Perhaps that is the nature of anniversaries: we set a date to remember the past, because we so easily forget the big events (bad or good) that changed the course of history and forever affected so many lives.

Our God knows his people so well. He knows our propensity to forget, and he knows the importance of taking time to remember the things that should not be forgotten. A quick overview of the Old Testament will reveal the Lord, time and time again, setting anniversary dates for his people to remember the important events of their past. Time and time again, he reminded them through his leaders of his love and providence. Time and time again, he reminded them to heed the warnings of tragedies in the past and celebrate their miraculous deliverance. Time and time again, he reminded them of his impeccable record of faithfulness in spite of their repeated unfaithfulness. Those anniversaries were set so they would never forget.

This month everyone in our Wisconsin Evangelical Lutheran Synod has a chance to mark an important anniversary. Our first world mission effort to the Apache people of the Arizona Territory began in October of 1893. 125 years ago our WELS ancestors would not be deterred or denied in their quest to share Jesus. They could not forget the great things God had done for them, and they could not forget about those who did not yet know. Thousands today give thanks that they do know!

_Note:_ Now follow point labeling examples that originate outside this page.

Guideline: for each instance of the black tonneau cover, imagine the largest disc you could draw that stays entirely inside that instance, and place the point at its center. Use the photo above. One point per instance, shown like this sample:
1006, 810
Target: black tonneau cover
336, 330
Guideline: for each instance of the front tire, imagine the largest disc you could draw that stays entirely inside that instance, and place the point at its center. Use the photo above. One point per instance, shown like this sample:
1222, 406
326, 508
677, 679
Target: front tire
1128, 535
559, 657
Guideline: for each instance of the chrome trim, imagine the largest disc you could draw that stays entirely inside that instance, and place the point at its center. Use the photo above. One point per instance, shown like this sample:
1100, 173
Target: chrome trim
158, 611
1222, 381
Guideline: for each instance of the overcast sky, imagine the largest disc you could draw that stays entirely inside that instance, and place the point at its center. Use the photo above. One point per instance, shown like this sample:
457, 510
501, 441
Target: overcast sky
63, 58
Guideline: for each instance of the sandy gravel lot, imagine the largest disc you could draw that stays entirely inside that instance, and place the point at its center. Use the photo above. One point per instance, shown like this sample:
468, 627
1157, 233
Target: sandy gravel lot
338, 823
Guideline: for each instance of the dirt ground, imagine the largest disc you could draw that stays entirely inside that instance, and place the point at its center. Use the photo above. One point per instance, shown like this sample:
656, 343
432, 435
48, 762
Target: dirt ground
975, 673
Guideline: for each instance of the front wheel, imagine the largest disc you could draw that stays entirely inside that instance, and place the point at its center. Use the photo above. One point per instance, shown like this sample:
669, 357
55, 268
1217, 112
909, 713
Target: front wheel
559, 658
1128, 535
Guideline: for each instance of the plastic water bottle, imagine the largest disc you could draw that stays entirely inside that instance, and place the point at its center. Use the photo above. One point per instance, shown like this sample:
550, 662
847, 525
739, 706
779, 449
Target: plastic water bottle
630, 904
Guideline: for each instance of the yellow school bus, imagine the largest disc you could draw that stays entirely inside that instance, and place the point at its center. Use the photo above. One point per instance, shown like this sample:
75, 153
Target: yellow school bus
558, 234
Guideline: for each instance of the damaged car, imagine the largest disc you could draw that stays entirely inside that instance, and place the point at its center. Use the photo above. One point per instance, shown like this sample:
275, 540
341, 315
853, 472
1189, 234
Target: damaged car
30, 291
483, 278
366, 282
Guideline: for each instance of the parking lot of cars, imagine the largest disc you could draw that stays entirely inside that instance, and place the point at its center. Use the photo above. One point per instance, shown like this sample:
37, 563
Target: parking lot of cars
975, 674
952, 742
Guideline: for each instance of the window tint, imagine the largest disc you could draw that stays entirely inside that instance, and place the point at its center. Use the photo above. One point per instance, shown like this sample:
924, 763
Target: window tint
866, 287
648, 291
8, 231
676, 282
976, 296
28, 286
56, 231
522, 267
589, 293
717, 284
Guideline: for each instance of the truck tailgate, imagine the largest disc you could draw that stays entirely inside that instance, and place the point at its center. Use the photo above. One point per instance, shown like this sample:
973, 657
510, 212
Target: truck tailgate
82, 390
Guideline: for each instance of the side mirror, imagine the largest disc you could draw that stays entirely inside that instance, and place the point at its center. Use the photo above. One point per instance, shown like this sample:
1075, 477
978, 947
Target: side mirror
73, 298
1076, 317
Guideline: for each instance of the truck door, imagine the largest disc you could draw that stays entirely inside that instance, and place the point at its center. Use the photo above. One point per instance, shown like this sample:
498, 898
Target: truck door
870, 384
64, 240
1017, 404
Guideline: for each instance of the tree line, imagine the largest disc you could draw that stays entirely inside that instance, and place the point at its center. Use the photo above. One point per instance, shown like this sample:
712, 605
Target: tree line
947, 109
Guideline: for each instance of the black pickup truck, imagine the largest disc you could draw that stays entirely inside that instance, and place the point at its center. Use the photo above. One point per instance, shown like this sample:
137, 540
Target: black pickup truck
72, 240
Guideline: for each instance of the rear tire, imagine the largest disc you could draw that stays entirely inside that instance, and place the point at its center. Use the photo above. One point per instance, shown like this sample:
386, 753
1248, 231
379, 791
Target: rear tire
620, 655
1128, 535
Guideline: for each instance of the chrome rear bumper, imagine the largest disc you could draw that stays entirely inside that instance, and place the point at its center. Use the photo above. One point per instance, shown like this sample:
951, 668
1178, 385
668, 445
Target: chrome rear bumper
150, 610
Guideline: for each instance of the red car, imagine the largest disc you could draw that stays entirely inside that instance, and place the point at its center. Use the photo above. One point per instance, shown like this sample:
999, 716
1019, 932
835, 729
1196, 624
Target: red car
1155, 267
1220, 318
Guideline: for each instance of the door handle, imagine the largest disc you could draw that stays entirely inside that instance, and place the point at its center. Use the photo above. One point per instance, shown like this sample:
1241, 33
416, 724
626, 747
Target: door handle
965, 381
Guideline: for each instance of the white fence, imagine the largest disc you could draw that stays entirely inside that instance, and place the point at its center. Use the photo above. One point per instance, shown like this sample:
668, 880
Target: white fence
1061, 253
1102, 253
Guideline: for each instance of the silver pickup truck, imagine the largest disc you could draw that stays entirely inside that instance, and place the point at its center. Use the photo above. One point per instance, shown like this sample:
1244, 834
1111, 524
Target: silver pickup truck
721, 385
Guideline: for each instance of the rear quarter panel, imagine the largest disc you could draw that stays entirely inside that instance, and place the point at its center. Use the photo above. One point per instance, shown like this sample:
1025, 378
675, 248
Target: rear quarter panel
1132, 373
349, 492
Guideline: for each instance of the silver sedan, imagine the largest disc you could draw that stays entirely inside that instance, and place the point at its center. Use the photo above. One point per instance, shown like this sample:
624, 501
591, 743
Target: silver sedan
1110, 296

But we do not remember the past simply to live in the past. We remember so we can learn. We remember so we can be inspired. We remember so we can move forward with new strength, new resolve, and new purpose.

Remembering the past to move forward with new strength, new resolve, and new purpose.

In WELS Native American Missions, we are resolved to recapture the missionary spirit which prompted brave men and women to come to the unknown and share Jesus. We are inspired by the Christian love that prompted so many to save, sacrifice, and give generously to support the work among the Apache people. And we know our purpose: the gospel has been given to us to hold, yes; but also to pass on! There are other Tribes and other reservations to reach. 125 year later we remember so we can share the unforgettable.

Will you join us in remembering? Never forget how grace changed your life and future forever. Never forget the sweetness of the word forgiven in your ears and on your tongue at the Lord’s Table.  And never forget that your mission field begins at your front door.